Registan means "sandy place." In former days the central square was indeed sand. As I recall from our reading, most large Central Asian cities had a "registan" where merchants set up markets and exchanged gossip. In fact there was once a blog covering Central Asian happenings called Registan.net. Since one of the human rights concerns with Uzbekistan is about freedom of the press, it wasn't surprising that the datelines seemed to be pseudonyms. When I updated this page in 2019, the web address had disappeared. Perhaps the entire enterprise fell victim to censorship.
Madrasas, schools for religious scholars, surround the square. Nowadays in a time of violent Islamist fundamentalism, the madrasa has a reputation as a crucible of terrorism. According to our pre-trip reading however, the madrasa, as a residential place of instruction in all kinds of subjects, including but not limited to the tenets of the Muslim religion, was the inspiration for the European university system.
Jama highly recommended visiting the site at dawn to see the changing light. Since I was still half on US time, I woke up early the next morning and scrambled out. Our hotel was in easy walking distance.
He had also told us that the far minaret on the left was accessible to tourists and that the security guard, who spoke English, was happy to escort visitors up (and down) the steep, dark and crumbling internal stairway – for a small consideration. My knees weren't up for it, but one couple in our group did make the climb and survived.
Tamerlane's grandson, the great mathematician and astronomer Ulugh Beg founded this madrasa in the 15th century. More on him later.
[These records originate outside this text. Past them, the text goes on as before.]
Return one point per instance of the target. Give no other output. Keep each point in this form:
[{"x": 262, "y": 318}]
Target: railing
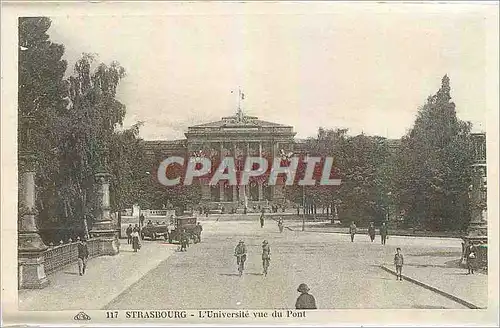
[{"x": 56, "y": 257}]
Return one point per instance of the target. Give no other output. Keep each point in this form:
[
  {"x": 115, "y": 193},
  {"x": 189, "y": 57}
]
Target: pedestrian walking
[
  {"x": 280, "y": 224},
  {"x": 352, "y": 230},
  {"x": 199, "y": 229},
  {"x": 184, "y": 241},
  {"x": 471, "y": 256},
  {"x": 129, "y": 234},
  {"x": 83, "y": 255},
  {"x": 240, "y": 252},
  {"x": 136, "y": 242},
  {"x": 398, "y": 262},
  {"x": 371, "y": 231},
  {"x": 266, "y": 256},
  {"x": 305, "y": 301},
  {"x": 383, "y": 233}
]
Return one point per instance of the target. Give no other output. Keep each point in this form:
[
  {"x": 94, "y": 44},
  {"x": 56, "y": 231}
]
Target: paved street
[{"x": 341, "y": 274}]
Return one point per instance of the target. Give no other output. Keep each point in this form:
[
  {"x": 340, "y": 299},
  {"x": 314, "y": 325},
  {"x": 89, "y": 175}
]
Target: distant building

The right-most minaret is the one that allows visitors. The little dot at its top is an intrepid tourist. If it looks like it is leaning – it is. It has been straightened and the foundation reinforced, however, so it isn't in danger of falling.
In spite of the Islamic ban on representation of people or animals, this pair of lions (or tigers) glowed in the morning sun in a nearby park.
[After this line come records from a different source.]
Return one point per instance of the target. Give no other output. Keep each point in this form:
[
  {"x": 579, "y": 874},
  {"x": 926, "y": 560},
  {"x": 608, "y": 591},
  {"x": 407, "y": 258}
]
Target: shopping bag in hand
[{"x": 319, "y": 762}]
When I first walked between the hotel and the Registan, I saw a group of local women exercising in this park beside the Tilya-Kori Madrasah. Their program appeared similar to Tai-Chi. We waved at each other, but it seemed rude to take their pictures.
By the time I returned, they had gone.
I was not afraid to be out walking by myself in the pre-dawn city. We felt safe wherever and whenever. The crime rate is very low -- perhaps due to draconian punishment for offenders.
Later that day we returned with our city guide for the details of the various structures. Here is the square at midday, more or less.
On the left is the original building, the Ulugh Beg Madrasa. The center building is the 17th century Tillya Kori Madrasa. On the right is the Sher-Dor Madrasa, also built in the 17th century.
Tamerlane's grandson Ulugh Beg, was a noted scientist and mathematician. He founded this madrasa for instruction in religion and other subjects. This building is the remaining piece of a much larger plan.
This monument commemorates the 600th anniversary of Ulugh Beg (second from the left). He is accompanied by other noted scientists of the time and place.
None of the madrasas that we visited were still schools. Most of them were bazaars with shops in the individual rooms.
These shops were in one corner of the Ulugh Beg madrasa.
The Tillya Kari Madrasa is the newest of the buildings within the complex, although only by a few decades. The name comes from the golden decoration.
The interior of the mosque adjacent to the school is spectacular. The mihrab.
I confess – for this picture of the dome I lay down on the floor. (I wasn't the only one!)
A close up that shows one of the lions and a mysterious face peering over its back.
Inside the Sher-Dor, photographers had a concession where folks could dress up in traditional clothes to get their picture taken.
These guys are having a grand time channeling Mongol conquerors.
This young mom is reclaiming her inner princess.
Most of the buildings that we saw had been restored – some several times. The Registan buildings are still being restored, or maintained depending on your point of view.
These workmen are repairing the masonry screen and replacing some of the exterior tile work.
We were told that under UNESCO guidelines reconstructing decorative patterns should only be done if scholars could accurately determine what had originally been used.